8 de noviembre del 2015

“No fue presidente porque este es un país que no estaba preparado para semejante titán.”

El doctor Álvaro Gómez Hurtado no fue presidente de Colombia, porque este es un país que no estaba preparado para tener, como máximo dirigente, a un hombre de esa estatura intelectual, humana y moral. Así como lo oyen: Colombia era un villorrio acostumbrado a políticos  del común y a prácticas politiqueras, en el que un estadista con visión global sobre la cosa pública y convicciones profundamente democráticas, además de una honestidad a toda prueba, generaba gran prevención entre aquellos que añoraban que las cosas siguieran como estaban. En países desarrollados, como Alemania, Estados Unidos e Inglaterra, no habrían dudado un segundo en elegir a semejante titán.

Para desacreditar a un hombre absolutamente intachable, los enemigos del caudillo conservador recurrieron a la infamia. Como no tenían nada qué decir de Gómez Hurtado, lo atacaban por el solo hecho de ser hijo del expresidente Laureano Gómez, quien, a la sazón, había cosechado muchos odios en la época de la violencia partidista. Ese “caballito de batalla” habría de perseguirlo toda su vida.

En el año de 1974, durante su primera campaña presidencial, Gómez Hurtado, propuso lo que sería, posteriormente, el derrotero de su pensamiento político: el acuerdo sobre lo fundamental. Entre las ideas que abarcaba el ideario programático, estaban el desarrollo del río Magdalena, como la principal arteria del transporte y conexión entre regiones, y una profunda reforma a la justicia. 41 años después, los planteamientos del gran maestro siguen más vigentes que nunca. Fue el primero en tocar temas trascendentales: la elección popular de alcaldes y la excesiva intervención del Estado. Además, fue el promotor de figuras como la Acción de Tutela, el Control Fiscal, la autonomía del Banco de la República y la Fiscalía General.

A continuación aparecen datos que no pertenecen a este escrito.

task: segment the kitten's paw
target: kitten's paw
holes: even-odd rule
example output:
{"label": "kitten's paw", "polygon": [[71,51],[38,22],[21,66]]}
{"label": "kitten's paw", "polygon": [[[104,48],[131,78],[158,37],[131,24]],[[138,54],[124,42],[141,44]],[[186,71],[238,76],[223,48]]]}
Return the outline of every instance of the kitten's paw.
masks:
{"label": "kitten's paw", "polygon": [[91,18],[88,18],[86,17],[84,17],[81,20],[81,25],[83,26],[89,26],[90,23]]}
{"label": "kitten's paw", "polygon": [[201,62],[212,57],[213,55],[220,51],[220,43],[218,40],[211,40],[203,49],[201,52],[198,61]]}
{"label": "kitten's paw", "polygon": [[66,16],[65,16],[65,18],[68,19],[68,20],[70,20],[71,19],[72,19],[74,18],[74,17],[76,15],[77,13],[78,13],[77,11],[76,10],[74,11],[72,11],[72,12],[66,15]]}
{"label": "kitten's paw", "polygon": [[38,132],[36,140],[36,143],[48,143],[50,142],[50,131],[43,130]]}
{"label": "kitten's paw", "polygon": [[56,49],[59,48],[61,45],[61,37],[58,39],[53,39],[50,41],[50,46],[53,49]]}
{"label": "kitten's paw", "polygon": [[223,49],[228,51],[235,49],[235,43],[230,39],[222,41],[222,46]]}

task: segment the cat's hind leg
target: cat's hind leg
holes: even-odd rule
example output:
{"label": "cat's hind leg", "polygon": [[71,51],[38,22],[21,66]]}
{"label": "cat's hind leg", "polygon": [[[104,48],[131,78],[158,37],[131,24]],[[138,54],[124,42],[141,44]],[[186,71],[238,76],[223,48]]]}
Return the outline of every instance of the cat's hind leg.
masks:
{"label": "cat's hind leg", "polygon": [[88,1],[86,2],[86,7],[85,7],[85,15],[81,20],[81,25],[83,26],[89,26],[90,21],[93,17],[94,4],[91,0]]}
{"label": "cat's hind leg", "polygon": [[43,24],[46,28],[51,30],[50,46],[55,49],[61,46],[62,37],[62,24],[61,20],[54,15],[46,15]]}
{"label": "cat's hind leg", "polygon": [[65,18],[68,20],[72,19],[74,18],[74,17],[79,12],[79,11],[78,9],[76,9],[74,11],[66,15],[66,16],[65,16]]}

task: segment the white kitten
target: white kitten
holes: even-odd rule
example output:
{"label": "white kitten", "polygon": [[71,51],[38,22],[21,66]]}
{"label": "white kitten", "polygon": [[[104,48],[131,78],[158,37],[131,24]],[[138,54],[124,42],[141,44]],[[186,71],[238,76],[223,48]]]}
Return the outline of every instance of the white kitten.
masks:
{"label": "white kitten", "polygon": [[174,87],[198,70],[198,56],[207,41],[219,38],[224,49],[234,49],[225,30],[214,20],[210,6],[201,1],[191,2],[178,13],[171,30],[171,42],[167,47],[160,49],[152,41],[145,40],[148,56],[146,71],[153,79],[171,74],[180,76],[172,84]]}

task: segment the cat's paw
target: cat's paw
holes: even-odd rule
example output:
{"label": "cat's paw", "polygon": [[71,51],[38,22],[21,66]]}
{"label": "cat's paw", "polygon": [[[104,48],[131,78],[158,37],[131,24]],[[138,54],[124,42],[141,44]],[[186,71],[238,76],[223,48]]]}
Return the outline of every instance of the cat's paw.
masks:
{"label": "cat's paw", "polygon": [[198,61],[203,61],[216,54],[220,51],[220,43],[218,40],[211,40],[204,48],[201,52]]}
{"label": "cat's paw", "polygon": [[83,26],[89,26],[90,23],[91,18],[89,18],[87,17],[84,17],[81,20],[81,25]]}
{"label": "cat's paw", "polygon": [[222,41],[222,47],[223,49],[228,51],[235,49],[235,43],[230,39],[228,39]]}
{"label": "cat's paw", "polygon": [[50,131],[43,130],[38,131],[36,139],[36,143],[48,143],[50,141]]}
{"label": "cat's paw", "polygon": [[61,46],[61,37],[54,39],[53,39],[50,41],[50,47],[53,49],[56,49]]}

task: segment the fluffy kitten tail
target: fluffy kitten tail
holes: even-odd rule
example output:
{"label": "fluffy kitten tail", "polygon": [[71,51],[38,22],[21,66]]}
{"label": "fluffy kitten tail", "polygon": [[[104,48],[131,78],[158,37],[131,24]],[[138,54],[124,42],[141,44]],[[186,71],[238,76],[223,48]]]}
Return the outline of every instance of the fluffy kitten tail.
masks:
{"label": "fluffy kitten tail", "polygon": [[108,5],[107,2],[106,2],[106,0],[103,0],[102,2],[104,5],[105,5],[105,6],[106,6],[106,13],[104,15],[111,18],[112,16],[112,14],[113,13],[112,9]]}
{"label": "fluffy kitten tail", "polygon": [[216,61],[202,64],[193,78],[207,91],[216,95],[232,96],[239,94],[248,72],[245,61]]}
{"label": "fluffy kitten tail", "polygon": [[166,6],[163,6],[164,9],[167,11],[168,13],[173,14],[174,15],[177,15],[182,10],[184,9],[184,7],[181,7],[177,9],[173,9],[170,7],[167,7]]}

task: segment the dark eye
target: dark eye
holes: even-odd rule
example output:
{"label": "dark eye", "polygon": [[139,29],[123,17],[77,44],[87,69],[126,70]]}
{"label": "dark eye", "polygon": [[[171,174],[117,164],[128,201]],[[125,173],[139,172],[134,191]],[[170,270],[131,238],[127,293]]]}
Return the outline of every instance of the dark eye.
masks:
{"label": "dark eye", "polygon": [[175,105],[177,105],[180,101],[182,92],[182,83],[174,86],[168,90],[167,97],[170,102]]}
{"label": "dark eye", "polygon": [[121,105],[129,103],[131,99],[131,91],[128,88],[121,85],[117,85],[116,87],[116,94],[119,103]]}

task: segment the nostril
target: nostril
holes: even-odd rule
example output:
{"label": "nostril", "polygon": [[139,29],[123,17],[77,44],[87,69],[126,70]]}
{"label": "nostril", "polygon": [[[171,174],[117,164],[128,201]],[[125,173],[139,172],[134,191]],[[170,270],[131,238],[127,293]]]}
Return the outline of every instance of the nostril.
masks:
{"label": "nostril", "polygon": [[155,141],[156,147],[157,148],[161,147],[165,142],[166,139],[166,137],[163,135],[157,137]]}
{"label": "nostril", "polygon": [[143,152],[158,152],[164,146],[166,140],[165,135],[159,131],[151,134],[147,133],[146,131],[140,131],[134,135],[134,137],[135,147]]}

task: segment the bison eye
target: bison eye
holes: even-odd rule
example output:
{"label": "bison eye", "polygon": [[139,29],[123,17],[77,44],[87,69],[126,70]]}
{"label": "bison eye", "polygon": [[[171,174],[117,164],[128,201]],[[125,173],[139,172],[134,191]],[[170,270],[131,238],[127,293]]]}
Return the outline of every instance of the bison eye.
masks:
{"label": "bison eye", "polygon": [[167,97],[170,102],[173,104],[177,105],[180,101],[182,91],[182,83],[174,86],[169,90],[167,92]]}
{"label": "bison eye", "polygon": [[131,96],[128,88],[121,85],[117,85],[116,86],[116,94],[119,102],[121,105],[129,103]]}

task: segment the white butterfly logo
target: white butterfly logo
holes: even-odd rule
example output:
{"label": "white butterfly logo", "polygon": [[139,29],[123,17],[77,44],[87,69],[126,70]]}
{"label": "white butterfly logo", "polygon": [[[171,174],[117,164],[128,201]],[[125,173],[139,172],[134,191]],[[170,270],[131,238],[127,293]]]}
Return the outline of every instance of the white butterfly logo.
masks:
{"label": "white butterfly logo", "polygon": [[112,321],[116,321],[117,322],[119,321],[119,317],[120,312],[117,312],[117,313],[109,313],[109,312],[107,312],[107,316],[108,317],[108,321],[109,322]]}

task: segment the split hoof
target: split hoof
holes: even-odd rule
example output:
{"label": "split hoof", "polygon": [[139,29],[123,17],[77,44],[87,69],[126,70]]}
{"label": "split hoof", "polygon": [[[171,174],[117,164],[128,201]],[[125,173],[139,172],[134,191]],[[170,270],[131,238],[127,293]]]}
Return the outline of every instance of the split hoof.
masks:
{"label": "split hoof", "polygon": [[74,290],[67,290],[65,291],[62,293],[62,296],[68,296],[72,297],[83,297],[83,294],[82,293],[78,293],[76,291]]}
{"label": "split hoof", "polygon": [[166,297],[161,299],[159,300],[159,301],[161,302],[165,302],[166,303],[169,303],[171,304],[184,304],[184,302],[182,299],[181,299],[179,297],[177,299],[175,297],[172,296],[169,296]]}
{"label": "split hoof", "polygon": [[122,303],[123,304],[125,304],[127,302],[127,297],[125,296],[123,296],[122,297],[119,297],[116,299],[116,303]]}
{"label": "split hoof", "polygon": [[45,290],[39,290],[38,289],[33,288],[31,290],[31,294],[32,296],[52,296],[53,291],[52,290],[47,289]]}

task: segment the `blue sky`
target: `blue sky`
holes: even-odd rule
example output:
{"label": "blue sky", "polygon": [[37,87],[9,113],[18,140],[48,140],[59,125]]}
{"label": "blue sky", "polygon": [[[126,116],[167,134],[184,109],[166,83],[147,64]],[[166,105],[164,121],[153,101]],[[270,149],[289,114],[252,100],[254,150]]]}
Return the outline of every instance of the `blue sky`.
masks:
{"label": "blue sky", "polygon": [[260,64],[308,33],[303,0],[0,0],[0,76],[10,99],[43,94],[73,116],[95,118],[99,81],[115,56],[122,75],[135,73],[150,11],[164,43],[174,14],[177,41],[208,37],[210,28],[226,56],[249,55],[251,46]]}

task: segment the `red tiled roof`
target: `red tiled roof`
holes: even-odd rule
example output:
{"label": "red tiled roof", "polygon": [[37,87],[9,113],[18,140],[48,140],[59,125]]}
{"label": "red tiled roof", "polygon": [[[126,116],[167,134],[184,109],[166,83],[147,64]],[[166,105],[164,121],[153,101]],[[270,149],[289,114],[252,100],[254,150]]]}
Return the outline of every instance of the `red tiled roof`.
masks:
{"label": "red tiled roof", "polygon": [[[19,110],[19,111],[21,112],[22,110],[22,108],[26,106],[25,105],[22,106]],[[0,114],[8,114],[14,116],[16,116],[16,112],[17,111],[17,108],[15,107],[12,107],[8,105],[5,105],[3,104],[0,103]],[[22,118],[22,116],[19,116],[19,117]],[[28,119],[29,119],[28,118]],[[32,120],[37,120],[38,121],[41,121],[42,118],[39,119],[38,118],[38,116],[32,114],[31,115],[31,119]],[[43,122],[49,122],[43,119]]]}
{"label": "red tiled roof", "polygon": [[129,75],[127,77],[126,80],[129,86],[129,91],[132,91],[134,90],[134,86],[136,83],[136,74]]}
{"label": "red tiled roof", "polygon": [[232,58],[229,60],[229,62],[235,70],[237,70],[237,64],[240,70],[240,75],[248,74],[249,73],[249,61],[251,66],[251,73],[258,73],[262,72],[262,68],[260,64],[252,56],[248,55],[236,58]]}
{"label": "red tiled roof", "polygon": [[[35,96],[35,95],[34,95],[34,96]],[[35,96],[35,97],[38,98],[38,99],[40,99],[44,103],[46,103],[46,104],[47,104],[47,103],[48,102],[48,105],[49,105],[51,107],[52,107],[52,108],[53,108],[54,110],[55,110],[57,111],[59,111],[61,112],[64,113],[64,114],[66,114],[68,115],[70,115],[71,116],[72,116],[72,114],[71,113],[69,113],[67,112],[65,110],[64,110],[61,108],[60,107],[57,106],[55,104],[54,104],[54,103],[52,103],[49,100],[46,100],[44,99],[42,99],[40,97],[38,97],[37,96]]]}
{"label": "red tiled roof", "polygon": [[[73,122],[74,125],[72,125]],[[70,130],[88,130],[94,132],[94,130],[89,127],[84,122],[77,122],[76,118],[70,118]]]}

El inicio de su rutilante carrera política no pudo ser mejor: mientras su padre era embajador en Alemania, el mozalbete Gómez Hurtado fungió como activista en las juventudes a favor de la causa del Mariscal Hindenburg, nada más y nada menos que en contra de las aspiraciones de Hitler y su movimiento nazista. Álvaro Gómez Hurtado fue concejal, diputado, representante a la Cámara, senador, designado, constituyente, y embajador en Suiza, Washington y Francia. Lo único que le faltó fue ser presidente, aunque tenía el estatus de un expresidente, precisamente por sus grandes aportes ideológicos y por el liderazgo que necesariamente deviene de una vida sin mácula y una inteligencia sin par.

Álvaro Gómez Hurtado fue muchas cosas: abogado, periodista, pintor, profesor y político, pero, ante todo, fue un humanista que consagró su vida a la defensa del Estado de Derecho, la democracia y las garantías fundamentales de los ciudadanos. Tuve el honor de conocerlo y disfrutar de su cultura y sapiencia. Era un hombre sencillo, cálido y noble. La única vez que milité en un partido fue en Salvación Nacional, movimiento político creado por él, lo que sigue siendo motivo de orgullo para mí.

Hace 20 años manos criminales lo asesinaron mientras salía de dictar su maravillosa cátedra de Historia de la Civilización Universal, en mi alma mater, la Universidad Sergio Arboleda, de la cual el doctor Gómez Hurtado fue fundador. Ese magnicidio no puede quedar en la impunidad, porque, con su muerte, le arrebataron al país a un líder que se convirtió en la cantera moral de una Nación, sumida en la corrupción y la ilegalidad.

La ñapa: 30 años de la toma del Palacio de Justicia dejan una moraleja cruel: en Colombia los malos son tratados como buenos y los buenos son tratados como malos.